Moustapha Akkad was born in Aleppo, Syria and emigrated to the United States with his family. He ended up as a Hollywood filmmaker, producing "The Message" and "Lion of the Desert," both starring Anthony Quinn and Irene Pappas. His younger brother Usamah - known to those of us who know him as Sam - ended up as an instructor of the Arabic language at the Defense Language Institute (DLI), located at the Presidio of Monterey, California. I was among Sam's many Arabic language students there and later got to know Sam much better when I served on the faculty of the Arabic department at DLI in the late 1970s.
In 2005, I called Sam and offered my condolences, but what really can you say?
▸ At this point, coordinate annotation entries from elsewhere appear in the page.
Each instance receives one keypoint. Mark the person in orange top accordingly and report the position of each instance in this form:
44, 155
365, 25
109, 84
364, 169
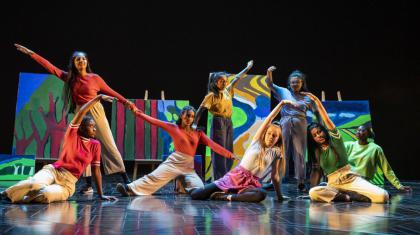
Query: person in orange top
57, 181
180, 162
81, 85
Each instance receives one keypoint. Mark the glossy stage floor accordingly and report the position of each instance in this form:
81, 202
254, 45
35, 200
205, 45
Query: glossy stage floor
167, 213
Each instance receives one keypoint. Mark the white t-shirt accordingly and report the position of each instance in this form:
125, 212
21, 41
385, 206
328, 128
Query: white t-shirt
249, 160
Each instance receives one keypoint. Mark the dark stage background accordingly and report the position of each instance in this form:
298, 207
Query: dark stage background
367, 49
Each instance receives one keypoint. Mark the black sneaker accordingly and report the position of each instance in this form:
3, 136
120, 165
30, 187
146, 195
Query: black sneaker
219, 196
124, 190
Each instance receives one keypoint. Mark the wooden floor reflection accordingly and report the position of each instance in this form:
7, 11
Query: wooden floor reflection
167, 213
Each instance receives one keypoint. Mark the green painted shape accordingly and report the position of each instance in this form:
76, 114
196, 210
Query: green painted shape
239, 117
180, 104
168, 116
129, 135
31, 149
22, 161
39, 98
147, 142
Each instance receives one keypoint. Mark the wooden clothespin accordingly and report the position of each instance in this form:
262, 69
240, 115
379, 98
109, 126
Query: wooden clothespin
339, 96
146, 95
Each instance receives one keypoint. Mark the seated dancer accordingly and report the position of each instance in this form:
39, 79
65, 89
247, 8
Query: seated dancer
241, 183
57, 181
365, 157
180, 162
327, 153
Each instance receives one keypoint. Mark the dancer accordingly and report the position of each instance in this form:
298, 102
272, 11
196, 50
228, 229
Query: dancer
327, 153
219, 103
57, 181
293, 120
241, 183
180, 162
365, 158
81, 85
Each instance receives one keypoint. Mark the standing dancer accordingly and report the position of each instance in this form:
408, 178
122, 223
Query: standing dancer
327, 152
81, 85
219, 103
180, 162
293, 120
241, 183
57, 181
365, 158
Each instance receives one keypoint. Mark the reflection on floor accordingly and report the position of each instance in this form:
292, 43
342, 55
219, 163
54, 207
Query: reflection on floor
167, 213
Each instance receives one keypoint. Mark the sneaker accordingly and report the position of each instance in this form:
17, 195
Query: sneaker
124, 190
268, 186
219, 196
86, 189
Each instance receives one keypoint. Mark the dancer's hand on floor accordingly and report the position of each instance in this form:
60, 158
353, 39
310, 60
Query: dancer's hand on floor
23, 49
405, 189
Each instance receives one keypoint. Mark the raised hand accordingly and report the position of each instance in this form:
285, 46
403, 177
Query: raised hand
108, 98
271, 69
23, 49
250, 64
236, 158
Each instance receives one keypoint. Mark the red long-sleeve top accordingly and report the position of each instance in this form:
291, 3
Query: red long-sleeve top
186, 142
84, 88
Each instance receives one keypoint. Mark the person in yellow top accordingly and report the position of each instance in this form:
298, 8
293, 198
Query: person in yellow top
365, 157
218, 102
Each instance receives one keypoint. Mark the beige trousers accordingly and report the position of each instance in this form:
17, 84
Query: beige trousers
177, 164
344, 180
53, 184
110, 156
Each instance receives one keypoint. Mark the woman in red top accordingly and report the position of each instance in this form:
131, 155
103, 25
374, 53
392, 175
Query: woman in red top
180, 162
81, 85
57, 181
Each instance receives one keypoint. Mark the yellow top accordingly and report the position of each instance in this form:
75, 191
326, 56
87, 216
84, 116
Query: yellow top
219, 105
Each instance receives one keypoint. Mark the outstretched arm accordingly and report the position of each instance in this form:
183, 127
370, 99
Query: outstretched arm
43, 62
270, 118
98, 181
240, 75
322, 112
154, 121
78, 117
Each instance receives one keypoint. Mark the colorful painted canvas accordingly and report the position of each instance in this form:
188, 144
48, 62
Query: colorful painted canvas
16, 167
41, 118
137, 139
251, 105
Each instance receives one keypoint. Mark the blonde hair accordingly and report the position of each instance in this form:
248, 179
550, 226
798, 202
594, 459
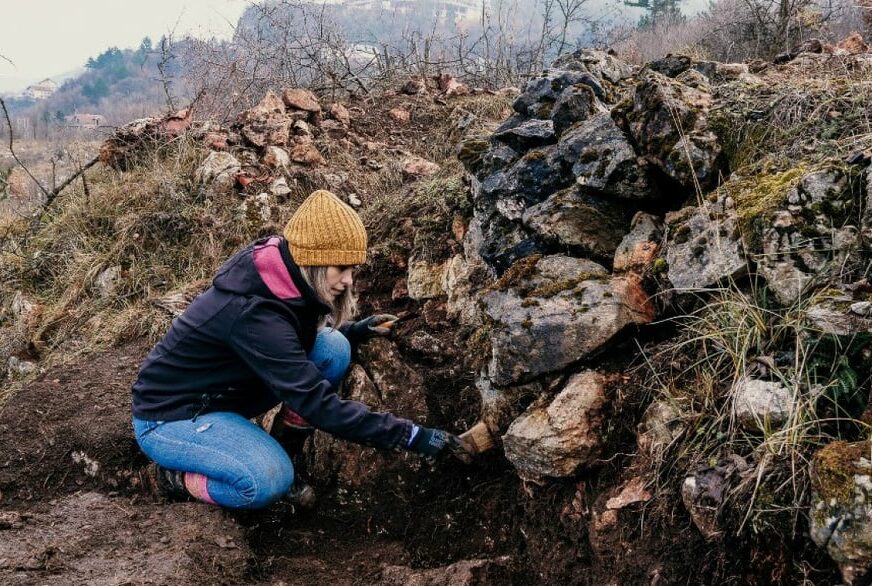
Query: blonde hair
343, 308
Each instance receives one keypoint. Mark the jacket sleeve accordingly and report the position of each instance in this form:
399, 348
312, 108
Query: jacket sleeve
268, 343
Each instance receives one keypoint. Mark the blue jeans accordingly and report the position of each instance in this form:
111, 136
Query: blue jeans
240, 464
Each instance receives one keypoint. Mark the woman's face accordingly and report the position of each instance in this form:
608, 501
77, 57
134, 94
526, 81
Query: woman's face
339, 279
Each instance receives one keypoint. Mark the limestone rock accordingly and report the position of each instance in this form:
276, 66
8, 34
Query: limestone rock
840, 518
463, 573
559, 438
816, 238
527, 134
575, 104
703, 492
562, 310
276, 158
579, 221
218, 172
301, 99
107, 281
603, 161
341, 114
540, 93
668, 120
266, 123
424, 279
307, 154
704, 247
602, 65
761, 405
641, 245
660, 426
We have had numerous conversations since then on the current state of affairs in the region. Until today Sajidah al-Rishawi, one member of the conspiracy that ended with Sam's brother's death, was in custody and sentenced by a Jordanian military court to death by hanging and remained on death row.
I get the Jordanian government's decision to exchange her for their pilot. I almost understand (but still disagree with) the Obama Administration's agreement to release five senior Taliban officials for a likely deserter.
I get it, but I don't like it - it's personal.